Configuration Reference

Complete reference for all Anode configuration options.

Configuration File Format

Anode uses TOML format for configuration files. The default location is /etc/anode/config.toml, but can be overridden with the --config flag.

Configuration Precedence

Configuration values are applied in the following order (highest to lowest priority):

Command-line arguments - Highest priority
Environment variables - Only RUST_LOG for logging configuration
Configuration file - TOML file specified via --config or default location
Built-in defaults - Lowest priority

This means command-line arguments will override configuration file values, which in turn override built-in defaults.

Example Configuration

[node]
id = 1
name = "anode-1"
s3_addr = "0.0.0.0:9000"
grpc_addr = "0.0.0.0:9001"
admin_addr = "0.0.0.0:9002"

[cluster]
name = "production-cluster"
initial_members = [
    "anode-1:9001",
    "anode-2:9001",
    "anode-3:9001"
]
replication_factor = 3
placement_groups = 128
heartbeat_interval_ms = 1000
election_timeout_ms = 3000

[storage]
data_dir = "/var/lib/anode/data"
chunk_size = "4MB"
sync_writes = false
metadata_cache_size = 104857600  # 100MB
io_threads = 8

[s3]
max_body_size = 5368709120  # 5GB
request_timeout_secs = 300
enable_multipart = true
min_part_size = 5242880  # 5MB
virtual_host_style = false

[raft]
snapshot_interval = 10000
max_log_entries = 100000
compaction_threshold = 50000
enable_compaction = true

[parquet]
enable_cache = true
cache_size = 268435456  # 256MB
row_group_size = 100000
enable_predicate_pushdown = true
enable_column_pruning = true

[metrics]
enabled = true
interval_secs = 15
retention_secs = 0  # infinite

[logging]
level = "info"
json_format = false
file = "/var/log/anode/anode.log"
rotate = true
max_size = 104857600  # 100MB

Configuration Sections

[node]

Node-specific configuration for this instance.

`id` (required)

Type: integer
Range: 1 to 2^64-1
Description: Unique identifier for this node in the cluster
Example: id = 1

Must be unique across all nodes in the cluster. Once assigned, should not change.

`name` (required)

Type: string
Description: Human-readable name for this node
Example: name = "anode-us-east-1a-001"

Used in logs and monitoring. Can be hostname or any descriptive name.

`s3_addr` (required)

Type: string
Format: IP:PORT
Default: "0.0.0.0:9000"
Description: Bind address for S3 HTTP API
Example: s3_addr = "0.0.0.0:9000"

Use 0.0.0.0 to listen on all interfaces, or specific IP to bind to one interface.

`grpc_addr` (required)

Type: string
Format: IP:PORT
Default: "0.0.0.0:9001"
Description: Bind address for gRPC internal cluster communication
Example: grpc_addr = "10.0.1.5:9001"

This port is used for:

Raft consensus communication
Inter-node data replication
Cluster management

Should be accessible from all cluster nodes but not exposed publicly.

`admin_addr` (required)

Type: string
Format: IP:PORT
Default: "0.0.0.0:9002"
Description: Bind address for admin and metrics API
Example: admin_addr = "0.0.0.0:9002"

Exposes:

/health - Health check endpoint
/metrics - Prometheus metrics
/admin/* - Administrative endpoints

[cluster]

Cluster-wide configuration. Must be consistent across all nodes.

`name` (required)

Type: string
Description: Cluster identifier
Example: name = "prod-us-east-1"

Used to prevent nodes from different clusters joining each other.
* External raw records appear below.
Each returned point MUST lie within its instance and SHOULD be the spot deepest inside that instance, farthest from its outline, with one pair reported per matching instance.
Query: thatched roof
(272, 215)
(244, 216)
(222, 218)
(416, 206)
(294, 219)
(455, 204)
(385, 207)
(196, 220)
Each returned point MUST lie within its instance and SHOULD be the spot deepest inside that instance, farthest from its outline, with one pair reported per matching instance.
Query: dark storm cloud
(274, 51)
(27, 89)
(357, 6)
`initial_members` (optional)

Type: array of strings
Format: ["HOST:PORT", ...]
Default: []
Description: Initial cluster members for bootstrap

Example:

initial_members = [
    "anode-1.cluster.local:9090",
    "anode-2.cluster.local:9090",
    "anode-3.cluster.local:9090"
]

Used when bootstrapping a new cluster. Can be empty if using --bootstrap or --join flags.

`replication_factor` (required)

Type: integer
Range: 1 to cluster_size
Default: 3
Description: Number of replicas for each object
Example: replication_factor = 3

Recommendations:

Production: 3 (tolerates 1 node failure)
High availability: 5 (tolerates 2 node failures)
Testing/development: 1 (no replication)

Must be odd number for Raft quorum. Cannot exceed cluster size.

`placement_groups` (required)

Type: integer
Range: 1 to 65536
Default: 128
Description: Number of placement groups for data partitioning
Example: placement_groups = 256

More PGs = better distribution and parallelism, but higher overhead.

Recommendations:

Small cluster (3-5 nodes): 64-128
Medium cluster (6-20 nodes): 128-256
Large cluster (21+ nodes): 256-512

Cannot be changed after cluster creation without data migration.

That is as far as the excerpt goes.